Schläfrigkeit (3,6 %)

Erbrechen (2,1 %)

1–3 % der Patienten hatten, je nach Dosis, eine Abnahme des Blutdrucks mit reflektorischer ­Tachykardie, 0,1–1 % der Nebenwirkungen waren Amnesie, euphorische Stimmung, Schwitzen und Paranoia.

Normalerweise seien aber die Nebenwirkungen vorübergehend und reversibel, können Patienten aber so stark belasten, dass sie zum Therapieabbruch führen.

Häufig sind diese Symptome in der Einstellungs- und Aufdosierphase vorhanden und schwächen sich mit der Gewöhnung dann ab. Darum sollte man darauf achten, dass man zu Beginn so geringe Mengen wie möglich nutzt.

Tempo beim Aufdosieren (cave: fehlendes Einschleichen!)

Dosis

parenterale Applikation (inhalieren oder vaporisieren)

Komedikation mit psychotrop-sedierenden Substanzen (z.B. Opioiden)

Patienten, die in den ersten vier Wochen nicht auf THC ansprechen, sind seiner Auffassung nach als Non-Responder für cannabinoide Arzneimittel anzusehen.

Nicht eingenommen werden sollte bei Schwangerschaft (THC ist plazentagängig), Sucht- und psychischen Erkrankungen, Alter unter 21 Jahren bzw. nicht abgeschlossener Hirnreifung.

Analysen aus dem ­PraxisRegister Schmerz belegen eine relativ gute Verträglichkeit von Dronabinol (THC) als ­Add-on bei Schmerzkranken, aber innerhalb von drei Monaten brachen 20 % von 1.145 Patienten die Therapie aufgrund von Nebenwirkungen ab. Bei 9 % zeigten sich psychiatrische Effekte wie Verwirrtheit, bei weniger als 1 % kam es zu schweren neuropsychiatrischen Nebenwirkungen wie Sucht, Ängsten, Halluzinationen oder Wahn. Bei diesen Daten müsse man berücksichtigen, dass häufig psychiatrische Komorbiditäten sowie die zum Teil sehr umfangreiche Komedikation das Risiko für die unerwünschten Effekte verstärken könne.

Vaporisieren von THC oder von Cannabinoiden aus Blüten führe zu einem schnellen Wirkeintritt, einer schnelleren Bioverfügbarkeit. Hier zeigten sich jedoch auch häufiger psychomotorische Unruhe, Angstsymptomatik, eine Ausbildung schwacher Suchtprozesse.

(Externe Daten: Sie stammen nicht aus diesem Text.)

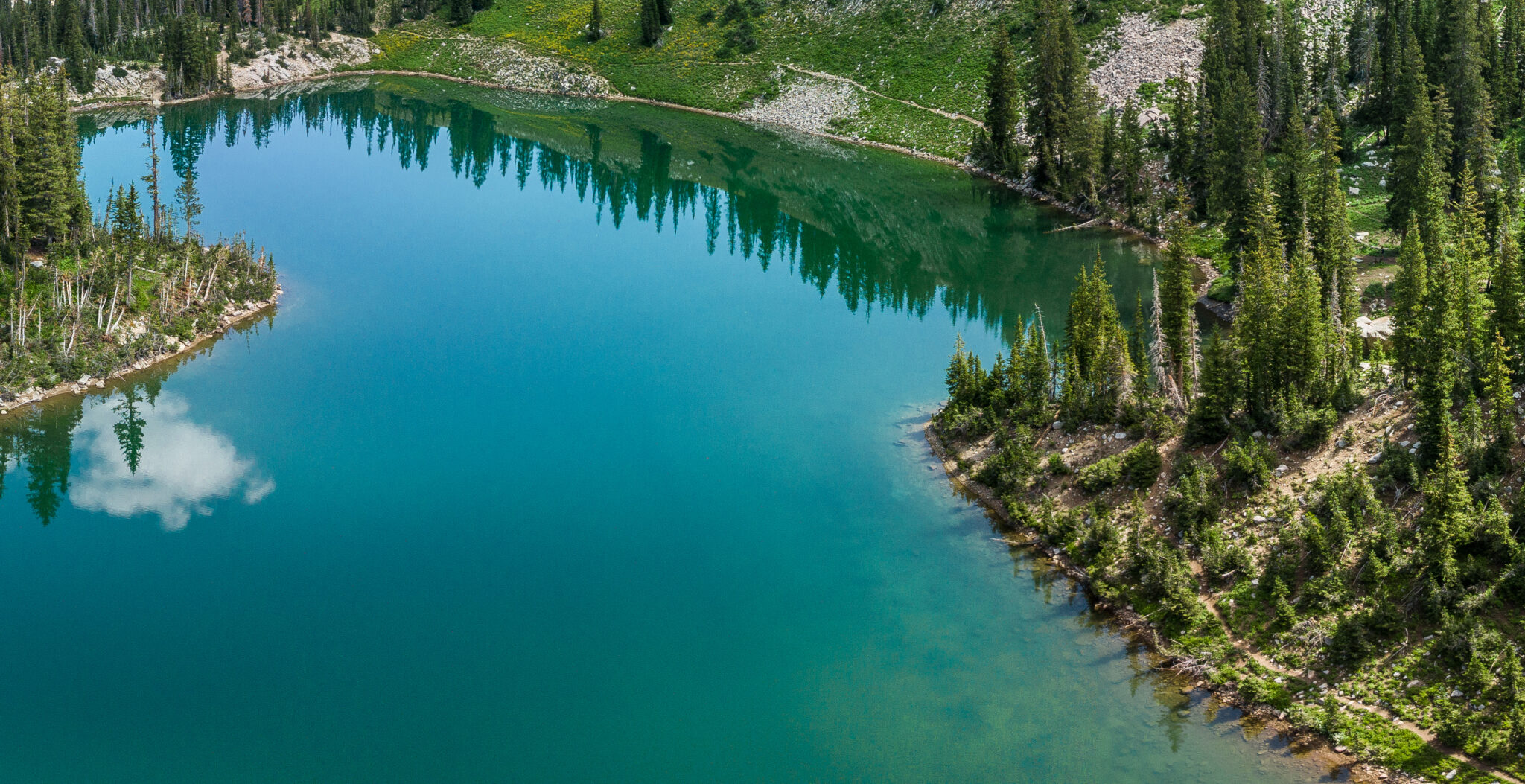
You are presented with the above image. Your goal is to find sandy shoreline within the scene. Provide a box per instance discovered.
[0,284,285,412]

Das synthetische THC-Derivat Nabilon weise, im Vergleich zu THC als Monosubstanz, bei ganz ähnlicher Pharmakokinetik eine deutlich stärkere Wirkpotenz und eine höhere Bioverfügbarkeit auf, erreiche also ein schnelleres Anfluten. (1 mg Nabilon = 7–8 mg THC).

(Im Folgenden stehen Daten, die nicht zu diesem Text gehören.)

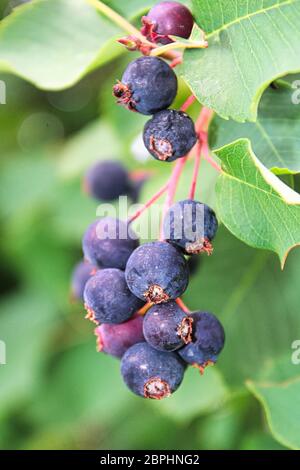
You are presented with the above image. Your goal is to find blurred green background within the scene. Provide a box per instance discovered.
[0,2,300,449]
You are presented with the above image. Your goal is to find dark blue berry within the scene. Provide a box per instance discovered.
[178,312,225,370]
[163,199,218,255]
[143,302,193,351]
[84,160,130,201]
[71,261,97,300]
[125,242,189,303]
[187,255,202,276]
[141,2,194,44]
[143,109,197,162]
[82,217,139,269]
[95,315,145,358]
[83,269,143,323]
[121,343,185,400]
[113,56,177,114]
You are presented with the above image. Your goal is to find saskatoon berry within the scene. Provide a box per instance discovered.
[121,343,185,400]
[187,255,201,276]
[143,302,193,352]
[141,2,194,44]
[178,312,225,370]
[163,199,218,255]
[71,261,97,300]
[125,242,189,304]
[95,315,144,358]
[83,269,143,324]
[82,217,138,269]
[84,160,130,201]
[143,109,197,162]
[113,57,177,114]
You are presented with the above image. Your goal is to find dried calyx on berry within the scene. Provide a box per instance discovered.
[143,109,197,162]
[141,2,194,44]
[178,312,225,373]
[163,199,218,255]
[143,302,193,352]
[121,343,185,400]
[113,57,177,115]
[125,241,189,304]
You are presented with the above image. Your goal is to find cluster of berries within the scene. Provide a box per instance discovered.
[73,2,225,399]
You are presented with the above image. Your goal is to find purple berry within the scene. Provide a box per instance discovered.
[178,312,225,371]
[113,56,177,114]
[82,217,139,269]
[71,261,98,300]
[143,302,193,352]
[95,315,145,358]
[83,160,130,201]
[143,109,197,162]
[121,343,185,400]
[83,269,143,324]
[141,2,194,44]
[125,242,189,303]
[163,199,218,255]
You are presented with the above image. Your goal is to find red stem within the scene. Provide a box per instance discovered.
[159,155,188,241]
[128,182,169,224]
[180,95,196,112]
[175,297,190,313]
[188,138,202,199]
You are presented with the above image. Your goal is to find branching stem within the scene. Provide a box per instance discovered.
[86,0,149,46]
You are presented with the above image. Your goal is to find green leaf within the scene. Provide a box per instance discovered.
[247,377,300,450]
[182,0,300,122]
[216,139,300,268]
[0,0,122,90]
[210,86,300,174]
[183,226,300,391]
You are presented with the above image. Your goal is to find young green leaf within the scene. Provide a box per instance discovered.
[0,0,122,90]
[210,84,300,174]
[247,376,300,450]
[215,139,300,268]
[182,0,300,122]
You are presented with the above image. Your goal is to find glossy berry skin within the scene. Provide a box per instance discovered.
[83,160,130,201]
[82,217,139,269]
[95,315,145,359]
[113,56,177,115]
[163,199,218,255]
[125,241,189,304]
[143,109,197,162]
[143,302,193,352]
[178,312,225,370]
[121,343,185,400]
[83,269,143,324]
[142,2,194,44]
[71,261,97,300]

Für sämtliche cannabinoide Arzneimittel gelte, dass bei indikationsgerechter Verordnung die orale und einschleichende Zufuhr ein Höchstmaß an Sicherheit ermöglicht. Dabei sei einer ausgewogenen Gabe von THC/CBD aufgrund der besseren klinischen Verträglichkeit der Vorzug vor einer THC- oder Dronabinol-Monotherapie zu geben. Starten könne man etwa mit 1–3 mg THC abends bzw. 1 Sprühstoß Nabiximol mit nachfolgender Dosiserhöhung alle 2–3 Tage um 1–3 mg/d bzw. um 1 Sprühstoß.